Radfahren schult die Bewegungs- und Koordinationsfähigkeit viel mehr, als den meisten bewusst ist.

Das Fahrrad boomt und Politiker fangen an, diese bewährte Mobilitätsform wahrzunehmen. Auch in den Visionen zur Verkehrswende spielt das Fahrrad eine bedeutende Rolle. Es könnte so weitergehen, doch am Horizont braut sich ein Szenario zusammen, das den meisten Verkehrsplanern völlig fremd scheint: Kinder fahren immer weniger und zunehmend schlechter Fahrrad. Doch die Kinder von heute sind die Radfahrer von morgen, und was Hänschen nicht lernt, lernt Hans nimmermehr.

Radfahren bei Kindern rückläufig

„Kinder fahren weniger und schlechter Fahrrad als noch vor zehn Jahren.“ Diese Feststellung wird von Lehrkräften an Grund- und weiterführenden Schulen, von Verkehrssicherheitsberatern der Polizei sowie von Eltern oft geäußert. In der wissenschaftlichen Literatur findet sich zu dieser subjektiven Wahrnehmung von Experten als einzige Quelle eine Studie der Unfallforscher der Versicherer (UDV) zur Häufung von motorischen Schwierigkeiten. Auf Grundlage einer Befragung von 347 Verkehrserziehungsdienststellen (Polizei und Schulen) aus dem Jahr 2009 ergibt sich allerdings ein recht eindeutiges Bild: Während bei der gleichen Fragestellung im Jahr 1997 nur 45,6 Prozent der Befragten angaben, dass die Anzahl der Kinder mit auffallenden motorischen Schwierigkeiten zunähme, stieg der Wert bei der Befragung im Jahr 2009 auf 72 Prozent an. Besonders betroffen schienen Kinder aus Familien mit Migrationshintergrund zu sein, insbesondere Mädchen, sowie Kinder aus sozial schwächeren Familien, überbehütete, übergewichtige Kinder und Kinder mit Bewegungsmangel. Auffällig auch: Die motorischen Schwächen sind bei Kindern in Großstädten und Städten stärker ausgebildet als bei Kindern auf dem Land. Heute, gut zwölf Jahre nach dieser Befragung, hat sich die Situation nochmals verschärft. Das radspezifische Fertigkeitsniveau der Grundschüler sinkt erkennbar weiter, während die Zahl der Kinder, die sehr schlecht oder gar nicht Fahrrad fahren, steigt.

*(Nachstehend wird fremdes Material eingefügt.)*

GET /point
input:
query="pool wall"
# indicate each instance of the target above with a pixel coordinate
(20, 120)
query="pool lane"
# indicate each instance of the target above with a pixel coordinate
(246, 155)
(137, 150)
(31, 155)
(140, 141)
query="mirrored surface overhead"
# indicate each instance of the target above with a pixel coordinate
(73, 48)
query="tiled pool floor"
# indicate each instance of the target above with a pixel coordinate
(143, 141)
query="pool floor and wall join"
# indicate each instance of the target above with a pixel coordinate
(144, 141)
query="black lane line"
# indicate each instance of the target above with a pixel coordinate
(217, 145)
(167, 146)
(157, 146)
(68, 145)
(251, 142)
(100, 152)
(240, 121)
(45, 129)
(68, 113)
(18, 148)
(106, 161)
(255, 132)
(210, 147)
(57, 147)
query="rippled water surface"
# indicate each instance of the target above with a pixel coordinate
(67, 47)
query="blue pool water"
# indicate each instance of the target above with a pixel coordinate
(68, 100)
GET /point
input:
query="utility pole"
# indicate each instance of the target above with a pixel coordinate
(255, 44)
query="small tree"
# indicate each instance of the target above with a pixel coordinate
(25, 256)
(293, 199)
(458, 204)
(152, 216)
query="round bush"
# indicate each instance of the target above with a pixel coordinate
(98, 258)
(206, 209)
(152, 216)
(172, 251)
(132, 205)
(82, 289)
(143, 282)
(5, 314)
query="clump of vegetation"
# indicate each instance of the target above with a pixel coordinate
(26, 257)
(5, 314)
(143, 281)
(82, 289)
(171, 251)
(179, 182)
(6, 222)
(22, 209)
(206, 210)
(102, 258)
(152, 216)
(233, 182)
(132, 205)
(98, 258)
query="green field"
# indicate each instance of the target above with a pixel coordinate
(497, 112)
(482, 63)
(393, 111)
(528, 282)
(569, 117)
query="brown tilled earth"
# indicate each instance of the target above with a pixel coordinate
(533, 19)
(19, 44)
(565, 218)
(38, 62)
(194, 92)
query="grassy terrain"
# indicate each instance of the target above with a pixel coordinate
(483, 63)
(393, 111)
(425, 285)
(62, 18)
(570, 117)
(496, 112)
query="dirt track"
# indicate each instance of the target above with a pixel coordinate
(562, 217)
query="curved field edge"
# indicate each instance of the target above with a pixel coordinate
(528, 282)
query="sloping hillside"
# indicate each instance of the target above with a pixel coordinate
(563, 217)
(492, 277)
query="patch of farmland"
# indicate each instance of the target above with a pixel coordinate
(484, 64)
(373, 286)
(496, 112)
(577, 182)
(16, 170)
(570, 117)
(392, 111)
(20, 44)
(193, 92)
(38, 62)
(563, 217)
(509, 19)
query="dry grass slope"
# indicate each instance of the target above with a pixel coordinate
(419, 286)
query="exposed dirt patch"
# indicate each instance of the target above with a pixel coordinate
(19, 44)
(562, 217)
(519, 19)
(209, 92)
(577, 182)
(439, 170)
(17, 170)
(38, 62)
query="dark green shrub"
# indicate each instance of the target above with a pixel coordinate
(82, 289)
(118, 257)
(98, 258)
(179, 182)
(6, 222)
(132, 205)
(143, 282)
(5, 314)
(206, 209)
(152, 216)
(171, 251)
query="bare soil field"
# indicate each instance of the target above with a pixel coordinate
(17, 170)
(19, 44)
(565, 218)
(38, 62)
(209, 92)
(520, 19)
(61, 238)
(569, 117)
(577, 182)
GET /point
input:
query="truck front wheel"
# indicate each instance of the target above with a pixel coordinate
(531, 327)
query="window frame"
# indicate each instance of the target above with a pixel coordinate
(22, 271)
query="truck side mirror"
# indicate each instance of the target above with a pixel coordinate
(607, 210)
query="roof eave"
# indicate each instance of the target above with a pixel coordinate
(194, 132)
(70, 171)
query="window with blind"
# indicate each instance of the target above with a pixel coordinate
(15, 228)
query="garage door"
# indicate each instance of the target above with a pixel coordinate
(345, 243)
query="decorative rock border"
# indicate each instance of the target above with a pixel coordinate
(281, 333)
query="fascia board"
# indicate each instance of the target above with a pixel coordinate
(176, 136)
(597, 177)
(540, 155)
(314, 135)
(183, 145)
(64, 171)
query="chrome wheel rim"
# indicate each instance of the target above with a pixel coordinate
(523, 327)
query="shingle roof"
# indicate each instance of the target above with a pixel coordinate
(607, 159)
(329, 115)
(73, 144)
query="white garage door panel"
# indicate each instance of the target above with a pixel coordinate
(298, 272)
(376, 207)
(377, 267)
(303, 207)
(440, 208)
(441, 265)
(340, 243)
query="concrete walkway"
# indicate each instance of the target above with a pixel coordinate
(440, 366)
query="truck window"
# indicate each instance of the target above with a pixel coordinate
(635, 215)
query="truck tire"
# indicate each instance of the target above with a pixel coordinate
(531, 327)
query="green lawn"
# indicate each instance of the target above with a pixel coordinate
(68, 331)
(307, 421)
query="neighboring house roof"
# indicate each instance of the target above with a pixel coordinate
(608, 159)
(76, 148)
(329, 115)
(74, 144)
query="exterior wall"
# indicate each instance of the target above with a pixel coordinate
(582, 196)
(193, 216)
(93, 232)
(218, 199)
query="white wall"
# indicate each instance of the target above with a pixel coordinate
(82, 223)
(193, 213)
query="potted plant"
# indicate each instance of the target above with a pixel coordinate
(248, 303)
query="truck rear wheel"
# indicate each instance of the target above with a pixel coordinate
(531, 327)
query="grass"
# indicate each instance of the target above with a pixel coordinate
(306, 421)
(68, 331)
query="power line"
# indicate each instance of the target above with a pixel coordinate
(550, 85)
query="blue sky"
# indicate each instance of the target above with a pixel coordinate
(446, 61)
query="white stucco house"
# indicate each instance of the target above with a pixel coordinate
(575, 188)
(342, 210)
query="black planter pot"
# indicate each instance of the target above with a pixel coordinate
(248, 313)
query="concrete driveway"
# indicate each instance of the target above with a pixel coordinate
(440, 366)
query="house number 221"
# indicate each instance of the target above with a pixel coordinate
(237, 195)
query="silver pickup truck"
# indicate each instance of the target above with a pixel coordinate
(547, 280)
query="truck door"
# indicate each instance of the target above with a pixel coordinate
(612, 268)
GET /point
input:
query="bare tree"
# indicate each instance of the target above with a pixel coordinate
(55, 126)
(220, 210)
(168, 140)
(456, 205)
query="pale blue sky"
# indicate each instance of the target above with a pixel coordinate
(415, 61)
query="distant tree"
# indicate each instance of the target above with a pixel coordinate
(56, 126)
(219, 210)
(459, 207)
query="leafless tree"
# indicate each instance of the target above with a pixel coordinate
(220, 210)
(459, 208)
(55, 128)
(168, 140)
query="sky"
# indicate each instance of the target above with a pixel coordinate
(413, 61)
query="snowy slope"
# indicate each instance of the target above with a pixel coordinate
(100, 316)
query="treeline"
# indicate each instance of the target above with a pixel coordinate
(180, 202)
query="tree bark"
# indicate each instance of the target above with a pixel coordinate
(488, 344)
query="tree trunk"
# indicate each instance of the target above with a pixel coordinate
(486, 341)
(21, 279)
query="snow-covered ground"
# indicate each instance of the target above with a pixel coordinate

„Kinder lieben das Radfahren und sind hoch motiviert.“

Angela Baker Price, Lehrerin und Fachberaterin für Mobilitätserziehung in Grundschulen

Große Unterschiede und viel Potenzial an Grundschulen

Das gleiche Bild zeichnen Lehrkräfte an Schulen. Angela Baker Price, Grundschullehrerin und Fachberaterin für Mobilitätserziehung für die Grundschulen der Städteregion Aachen, betont: „Die meisten Kinder fahren weniger und vor allem schlechter Rad als noch vor 15 Jahren.“ Allerdings gäbe es andererseits auch Kinder aus radaffinen Familien, die ihr Fahrrad schon in der Grundschule perfekt beherrschten. Die erfahrene Pädagogin unterrichtet schon seit über 30 Jahren Kinder im Radfahren und stellt fest, dass die Schere zwischen Nichtradfahrern und Radfahrern mehr und mehr auseinandergeht. Während es vor allem in bildungsnahen Schichten recht viele radaffine Familien gibt, sinkt der Anteil bei bildungsfernen Bevölkerungsschichten dagegen drastisch. „Das stellt die Lehrkräfte methodisch vor erhebliche Probleme, denn ich muss absolute Könner im Fahrradtraining mit herausfordernden Übungen beschäftigen und mich gleichzeitig um die Kinder kümmern, die noch nicht fahren können.” Aber Baker-Price sieht auch große Potenziale: „Trotz aller Probleme stelle ich immer wieder fest, Kinder lieben das Radfahren und sind hoch motiviert. Wenn wir diese Chance nicht nutzen, dann sind wir es selber schuld, dass Kinder weniger Rad fahren.“

Best-Practice-Ideen:

Kreis Euskirchen: Der Kreissportbund führt mit Mitteln der Bezirksregierung Fahrradangebote für Kinder und Jugendliche durch. Zusätzlich werden Fortbildungen für Lehrkräfte an Grundschulen angeboten.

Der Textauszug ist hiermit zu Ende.